Linking of binaries in large projects often results in processing of
thousands of linker inputs. In such projects, controlling all transitive
dependencies’ inputs and libraries to be added to the final linker
command is (unfortunately) often too complex.
In theory the build system should provide a convenient way to simply
exclude a given library, but the reality is that few build systems do.
The simplest possible design, that will work across all build systems,
is therefore to pass an option to the linker to exclude inputs matching
a given pattern. The possible use cases are:
Removing inputs added by dependencies (e.g. via pkg-config) where modification of the build scripts (or build systems such as Bazel) is infeasible.
Replacing inputs added by dependencies where modification of the build scripts is infeasible.

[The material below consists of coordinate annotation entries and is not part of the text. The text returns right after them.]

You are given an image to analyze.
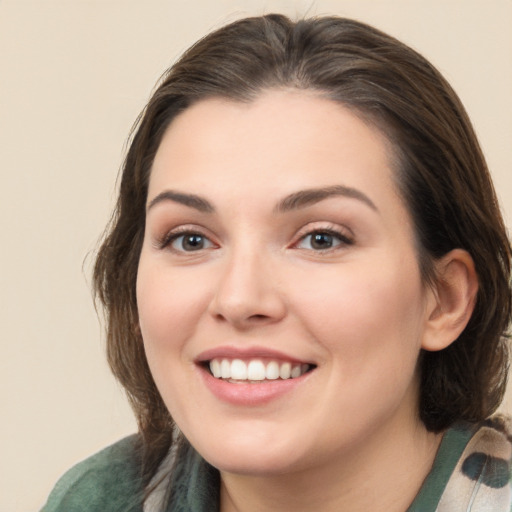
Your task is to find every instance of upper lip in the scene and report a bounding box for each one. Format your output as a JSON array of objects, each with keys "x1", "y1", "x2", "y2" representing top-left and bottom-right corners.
[{"x1": 195, "y1": 346, "x2": 315, "y2": 364}]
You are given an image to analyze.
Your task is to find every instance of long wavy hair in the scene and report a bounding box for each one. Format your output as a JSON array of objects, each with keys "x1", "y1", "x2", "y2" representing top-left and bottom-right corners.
[{"x1": 94, "y1": 14, "x2": 511, "y2": 483}]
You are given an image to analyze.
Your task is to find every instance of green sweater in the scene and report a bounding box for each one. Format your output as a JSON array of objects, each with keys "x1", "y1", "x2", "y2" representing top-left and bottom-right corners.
[{"x1": 41, "y1": 421, "x2": 512, "y2": 512}]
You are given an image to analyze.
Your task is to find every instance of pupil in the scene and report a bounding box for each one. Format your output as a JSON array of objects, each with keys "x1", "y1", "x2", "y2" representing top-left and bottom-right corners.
[
  {"x1": 311, "y1": 233, "x2": 332, "y2": 249},
  {"x1": 183, "y1": 235, "x2": 204, "y2": 251}
]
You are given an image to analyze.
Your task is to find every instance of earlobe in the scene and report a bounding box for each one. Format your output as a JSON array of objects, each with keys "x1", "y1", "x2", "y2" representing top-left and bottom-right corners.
[{"x1": 422, "y1": 249, "x2": 478, "y2": 351}]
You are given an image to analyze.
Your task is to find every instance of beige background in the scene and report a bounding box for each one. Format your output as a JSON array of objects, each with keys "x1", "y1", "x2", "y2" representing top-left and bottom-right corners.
[{"x1": 0, "y1": 0, "x2": 512, "y2": 512}]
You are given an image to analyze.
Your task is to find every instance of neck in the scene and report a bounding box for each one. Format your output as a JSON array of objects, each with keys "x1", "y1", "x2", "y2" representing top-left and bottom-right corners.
[{"x1": 221, "y1": 412, "x2": 442, "y2": 512}]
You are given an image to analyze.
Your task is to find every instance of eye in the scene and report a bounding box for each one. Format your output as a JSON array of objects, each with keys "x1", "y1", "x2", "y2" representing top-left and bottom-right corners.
[
  {"x1": 166, "y1": 232, "x2": 214, "y2": 252},
  {"x1": 297, "y1": 230, "x2": 352, "y2": 251}
]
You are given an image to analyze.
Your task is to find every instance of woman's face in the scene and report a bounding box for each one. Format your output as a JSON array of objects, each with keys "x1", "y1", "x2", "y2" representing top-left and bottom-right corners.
[{"x1": 137, "y1": 91, "x2": 431, "y2": 475}]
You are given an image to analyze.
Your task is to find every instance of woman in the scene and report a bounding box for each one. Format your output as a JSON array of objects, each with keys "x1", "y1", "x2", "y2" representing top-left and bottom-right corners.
[{"x1": 44, "y1": 15, "x2": 511, "y2": 512}]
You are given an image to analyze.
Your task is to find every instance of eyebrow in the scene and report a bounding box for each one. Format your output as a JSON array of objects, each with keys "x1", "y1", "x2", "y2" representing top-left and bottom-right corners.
[
  {"x1": 146, "y1": 190, "x2": 215, "y2": 213},
  {"x1": 146, "y1": 185, "x2": 378, "y2": 213},
  {"x1": 275, "y1": 185, "x2": 379, "y2": 213}
]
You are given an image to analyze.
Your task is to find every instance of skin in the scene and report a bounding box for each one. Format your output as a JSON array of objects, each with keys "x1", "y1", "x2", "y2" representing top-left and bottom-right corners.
[{"x1": 137, "y1": 91, "x2": 476, "y2": 512}]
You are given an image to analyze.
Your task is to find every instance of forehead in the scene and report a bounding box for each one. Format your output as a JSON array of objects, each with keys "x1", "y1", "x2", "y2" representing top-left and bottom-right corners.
[{"x1": 148, "y1": 90, "x2": 402, "y2": 212}]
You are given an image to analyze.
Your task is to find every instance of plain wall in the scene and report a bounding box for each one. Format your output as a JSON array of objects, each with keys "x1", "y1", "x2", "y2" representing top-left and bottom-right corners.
[{"x1": 0, "y1": 0, "x2": 512, "y2": 512}]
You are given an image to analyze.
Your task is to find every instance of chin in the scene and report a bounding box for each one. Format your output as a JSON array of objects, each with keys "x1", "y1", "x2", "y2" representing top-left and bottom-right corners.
[{"x1": 190, "y1": 437, "x2": 303, "y2": 476}]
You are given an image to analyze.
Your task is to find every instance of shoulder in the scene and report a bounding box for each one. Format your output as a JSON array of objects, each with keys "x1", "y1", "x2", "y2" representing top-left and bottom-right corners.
[
  {"x1": 41, "y1": 435, "x2": 142, "y2": 512},
  {"x1": 438, "y1": 416, "x2": 512, "y2": 512}
]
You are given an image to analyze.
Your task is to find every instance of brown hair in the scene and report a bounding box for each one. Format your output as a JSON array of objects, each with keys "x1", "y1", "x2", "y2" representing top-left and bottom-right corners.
[{"x1": 94, "y1": 15, "x2": 511, "y2": 481}]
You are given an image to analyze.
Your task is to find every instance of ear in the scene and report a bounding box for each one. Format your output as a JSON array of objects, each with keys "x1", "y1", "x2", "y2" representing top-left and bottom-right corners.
[{"x1": 421, "y1": 249, "x2": 478, "y2": 351}]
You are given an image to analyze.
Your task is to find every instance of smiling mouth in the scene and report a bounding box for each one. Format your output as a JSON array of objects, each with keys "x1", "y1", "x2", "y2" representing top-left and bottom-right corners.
[{"x1": 204, "y1": 358, "x2": 316, "y2": 384}]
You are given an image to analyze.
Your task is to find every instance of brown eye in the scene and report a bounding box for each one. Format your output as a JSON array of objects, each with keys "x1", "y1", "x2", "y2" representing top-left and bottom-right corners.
[
  {"x1": 310, "y1": 233, "x2": 335, "y2": 250},
  {"x1": 297, "y1": 231, "x2": 352, "y2": 251},
  {"x1": 171, "y1": 233, "x2": 213, "y2": 252}
]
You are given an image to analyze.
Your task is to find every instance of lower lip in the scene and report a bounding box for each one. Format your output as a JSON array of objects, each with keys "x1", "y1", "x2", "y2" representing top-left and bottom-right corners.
[{"x1": 199, "y1": 368, "x2": 310, "y2": 406}]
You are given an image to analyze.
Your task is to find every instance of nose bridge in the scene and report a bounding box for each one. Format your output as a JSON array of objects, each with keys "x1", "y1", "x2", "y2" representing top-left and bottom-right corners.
[{"x1": 212, "y1": 240, "x2": 285, "y2": 326}]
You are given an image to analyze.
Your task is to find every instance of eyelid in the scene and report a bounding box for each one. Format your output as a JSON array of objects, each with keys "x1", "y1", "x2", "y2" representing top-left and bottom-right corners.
[
  {"x1": 154, "y1": 224, "x2": 218, "y2": 254},
  {"x1": 292, "y1": 223, "x2": 355, "y2": 253}
]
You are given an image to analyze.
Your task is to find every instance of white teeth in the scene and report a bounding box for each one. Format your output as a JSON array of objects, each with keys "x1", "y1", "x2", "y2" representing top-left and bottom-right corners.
[
  {"x1": 206, "y1": 359, "x2": 310, "y2": 381},
  {"x1": 290, "y1": 364, "x2": 301, "y2": 379},
  {"x1": 220, "y1": 359, "x2": 231, "y2": 379},
  {"x1": 231, "y1": 359, "x2": 247, "y2": 380},
  {"x1": 279, "y1": 363, "x2": 292, "y2": 379},
  {"x1": 265, "y1": 361, "x2": 279, "y2": 380},
  {"x1": 247, "y1": 359, "x2": 265, "y2": 380}
]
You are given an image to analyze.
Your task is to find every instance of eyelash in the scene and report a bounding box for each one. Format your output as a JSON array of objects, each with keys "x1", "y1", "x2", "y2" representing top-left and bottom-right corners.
[
  {"x1": 156, "y1": 226, "x2": 354, "y2": 254},
  {"x1": 156, "y1": 226, "x2": 215, "y2": 253},
  {"x1": 293, "y1": 226, "x2": 354, "y2": 254}
]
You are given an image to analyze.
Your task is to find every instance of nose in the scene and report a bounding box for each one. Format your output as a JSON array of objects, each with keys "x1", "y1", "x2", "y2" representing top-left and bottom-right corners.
[{"x1": 210, "y1": 250, "x2": 286, "y2": 330}]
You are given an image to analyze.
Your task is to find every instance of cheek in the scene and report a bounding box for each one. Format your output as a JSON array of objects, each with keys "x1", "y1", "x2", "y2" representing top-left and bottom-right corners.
[
  {"x1": 294, "y1": 260, "x2": 424, "y2": 374},
  {"x1": 137, "y1": 254, "x2": 207, "y2": 359}
]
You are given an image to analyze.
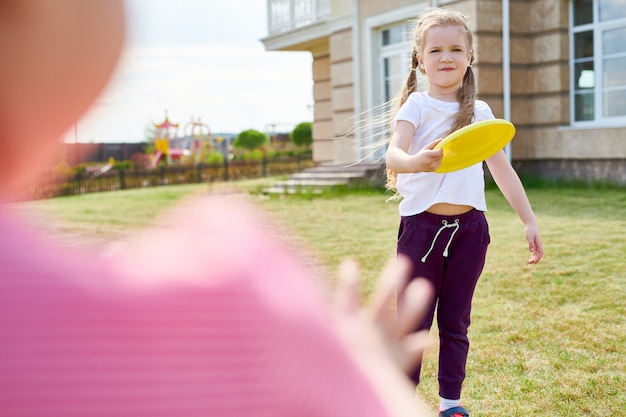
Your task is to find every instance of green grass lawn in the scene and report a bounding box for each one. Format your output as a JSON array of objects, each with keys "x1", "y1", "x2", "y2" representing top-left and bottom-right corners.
[{"x1": 9, "y1": 179, "x2": 626, "y2": 417}]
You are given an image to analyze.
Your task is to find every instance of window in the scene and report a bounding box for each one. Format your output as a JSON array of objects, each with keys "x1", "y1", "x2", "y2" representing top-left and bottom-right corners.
[
  {"x1": 571, "y1": 0, "x2": 626, "y2": 124},
  {"x1": 379, "y1": 24, "x2": 411, "y2": 104}
]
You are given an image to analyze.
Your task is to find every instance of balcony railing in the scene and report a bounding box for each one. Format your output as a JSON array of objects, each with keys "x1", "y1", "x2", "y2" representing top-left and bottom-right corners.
[{"x1": 267, "y1": 0, "x2": 332, "y2": 36}]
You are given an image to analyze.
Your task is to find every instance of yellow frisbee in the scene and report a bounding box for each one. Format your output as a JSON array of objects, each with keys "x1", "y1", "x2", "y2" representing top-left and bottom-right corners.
[{"x1": 433, "y1": 119, "x2": 515, "y2": 173}]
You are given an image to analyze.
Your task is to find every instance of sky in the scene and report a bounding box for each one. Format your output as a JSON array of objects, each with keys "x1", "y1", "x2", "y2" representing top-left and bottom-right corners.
[{"x1": 64, "y1": 0, "x2": 313, "y2": 143}]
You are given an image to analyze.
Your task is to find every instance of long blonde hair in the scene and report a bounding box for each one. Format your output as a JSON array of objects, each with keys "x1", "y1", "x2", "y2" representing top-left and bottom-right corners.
[{"x1": 387, "y1": 8, "x2": 476, "y2": 190}]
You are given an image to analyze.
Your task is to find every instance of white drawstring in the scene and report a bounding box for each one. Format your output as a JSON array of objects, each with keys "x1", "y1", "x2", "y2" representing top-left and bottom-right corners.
[{"x1": 422, "y1": 219, "x2": 460, "y2": 262}]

Replacing default inputs with custom implementations.
If we specify --remapping-file=d/a.o=/dev/null, it is as if all input files named d/a.o are ignored (replaced with an empty linker script). If --remapping-file= is sufficiently useful, I can extract it from the distributed ThinLTO linker patch.
IIRC --remapping-file= as in D130229 does not take glob patterns, but it should be straightforward to make it accept glob patterns.
The other use cases of --remapping-file= include comparing two versions of an object file. Say, I am using a response file to reproduce a miscompile (clang @a.rsp) and I suspect a.o has a bug. I can update my compiler, create a.guess.o and run clang @a.rsp -Wl,--remapping-file=a.o=a.guess.o instead of updating the a.o entry in a.rsp.